Il Cobra non molla e anzi rilancia: “Tornerò a correre. Quando nel 2023 scadrò la mia squalifica avrò 40 anni. Sarò ancora competitivo. Se fossi allenato sarei più forte ora di prima. Fisicamente mi sento così. Ci sono squadre che mi vorrebbero. In caso contrario ne farei io una. Ma io prima o poi torno a correre“. E come aggiunge la moglie Melissa: “Sta buono, ma dentro soffre, si rode. Forse troverò pace solo il giorno che si attaccherà di nuovo un numero sulla schiena“.

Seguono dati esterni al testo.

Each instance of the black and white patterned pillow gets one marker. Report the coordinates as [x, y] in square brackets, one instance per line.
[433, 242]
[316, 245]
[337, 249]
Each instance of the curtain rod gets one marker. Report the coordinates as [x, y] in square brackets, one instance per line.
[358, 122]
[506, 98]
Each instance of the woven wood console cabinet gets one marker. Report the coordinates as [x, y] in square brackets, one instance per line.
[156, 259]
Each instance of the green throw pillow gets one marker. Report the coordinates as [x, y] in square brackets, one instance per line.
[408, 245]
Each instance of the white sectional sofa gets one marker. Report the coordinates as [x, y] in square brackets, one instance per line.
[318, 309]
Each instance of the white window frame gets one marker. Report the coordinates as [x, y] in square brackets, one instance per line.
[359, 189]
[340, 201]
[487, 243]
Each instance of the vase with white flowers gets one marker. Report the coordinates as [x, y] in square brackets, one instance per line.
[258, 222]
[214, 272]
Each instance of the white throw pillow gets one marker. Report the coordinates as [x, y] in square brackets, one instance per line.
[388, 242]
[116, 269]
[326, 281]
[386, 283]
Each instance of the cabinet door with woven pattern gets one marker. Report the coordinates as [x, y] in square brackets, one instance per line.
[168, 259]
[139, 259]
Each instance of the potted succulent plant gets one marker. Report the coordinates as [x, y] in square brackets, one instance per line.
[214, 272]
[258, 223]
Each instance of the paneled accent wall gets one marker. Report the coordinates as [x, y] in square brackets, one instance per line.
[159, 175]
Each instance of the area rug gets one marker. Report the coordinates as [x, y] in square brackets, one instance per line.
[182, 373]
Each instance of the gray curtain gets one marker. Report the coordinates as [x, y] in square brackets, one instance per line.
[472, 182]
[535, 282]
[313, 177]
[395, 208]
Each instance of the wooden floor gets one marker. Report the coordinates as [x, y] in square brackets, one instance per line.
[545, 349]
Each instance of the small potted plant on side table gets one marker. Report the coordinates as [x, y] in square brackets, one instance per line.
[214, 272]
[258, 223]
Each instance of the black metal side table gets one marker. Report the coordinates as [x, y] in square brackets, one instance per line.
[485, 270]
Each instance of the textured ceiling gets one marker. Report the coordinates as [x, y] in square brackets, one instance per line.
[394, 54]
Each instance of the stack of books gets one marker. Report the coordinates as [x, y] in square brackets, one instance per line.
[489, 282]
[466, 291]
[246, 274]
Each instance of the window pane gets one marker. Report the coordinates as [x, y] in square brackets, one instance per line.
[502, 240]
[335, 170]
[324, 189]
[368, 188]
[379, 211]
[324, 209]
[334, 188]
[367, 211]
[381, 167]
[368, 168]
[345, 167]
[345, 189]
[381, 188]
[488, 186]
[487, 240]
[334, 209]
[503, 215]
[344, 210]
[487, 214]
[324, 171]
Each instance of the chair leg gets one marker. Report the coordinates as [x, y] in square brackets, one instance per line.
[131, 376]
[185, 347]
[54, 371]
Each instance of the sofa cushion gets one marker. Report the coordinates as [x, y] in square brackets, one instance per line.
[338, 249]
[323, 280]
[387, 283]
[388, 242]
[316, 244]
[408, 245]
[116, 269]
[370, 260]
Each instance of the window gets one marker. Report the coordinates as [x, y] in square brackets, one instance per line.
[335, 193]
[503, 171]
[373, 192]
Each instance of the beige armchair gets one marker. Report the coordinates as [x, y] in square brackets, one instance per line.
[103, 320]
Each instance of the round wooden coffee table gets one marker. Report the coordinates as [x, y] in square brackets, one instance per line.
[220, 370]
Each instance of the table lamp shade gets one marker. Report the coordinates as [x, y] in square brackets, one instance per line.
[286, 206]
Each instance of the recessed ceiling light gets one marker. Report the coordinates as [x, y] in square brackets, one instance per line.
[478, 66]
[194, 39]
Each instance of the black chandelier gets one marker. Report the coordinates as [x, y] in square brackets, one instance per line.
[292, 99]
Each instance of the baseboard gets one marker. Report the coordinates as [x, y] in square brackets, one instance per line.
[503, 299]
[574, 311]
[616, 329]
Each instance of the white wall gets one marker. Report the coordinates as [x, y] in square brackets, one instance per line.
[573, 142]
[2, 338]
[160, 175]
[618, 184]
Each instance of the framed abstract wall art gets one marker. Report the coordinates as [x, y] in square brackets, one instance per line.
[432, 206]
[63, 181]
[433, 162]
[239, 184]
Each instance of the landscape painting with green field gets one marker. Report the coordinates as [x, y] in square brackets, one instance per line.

Il ciclista rilascia un suo pensiero sulla presenza del doping in questo sport: “Sono puliti adesso i corridori? Ne avete la certezza? Io sono fuori dal mondo, non lo so. Ma lei cosa ne pensa? Poi è brutto chiedersi se la gente preferisce questo ciclismo o quello di qualche anno fa? Un aiuto chimico sotto controllo medico, anche se lo chiamate doping, fa meno male che gli sforzi di un ipotetico Tour a pane a acqua. E posso aggiungere che preferisco il doping chimico al motorino? Almeno devi avere il coraggio di giocare su te stesso. Con il motorino è un altro sport. Non sarei mai riuscito a usarlo. Mi sarei sentito una merda. Con il doping ho avuto paura di essere beccato, dei controlli. Per questo ho sempre fatto meno di quello che mi dicevano. Ma non ho mai avuto paura per la salute“.

Spiegazioni anche su un ipotetico accanimento dei giudici:Non ho mai contato troppo prima di dire quello che penso. Ero un giovane senza filtri, sempre pronto a esplodere. Non ho mai avuto vicino una persona che godesse della mia fiducia, a eccezione di Santuccione. Ma devo dire che non era neanche facile starmi vicino, aiutarmi. Basso, al contrario, è stato bravo a vendersi bene mediaticamente. E’ un suo merito. In più ha avuto anche la fortuna di avere vicino le persone giuste. Io appena ho avuto problemi sono spariti tutti. La maggior parte dei manager, i procuratori, pensa sono a far denaro e mi fanno schifo. Nel ciclismo pagano corridore e squadre, io estenderei la responsabilità ai manager e, per i giovani, ai famigliari. Le squadre sono pilatesche, se ne lavano le mani. Non ti dicono più che ti devi dopare, ma che devi portare risultati. Chiediti come“.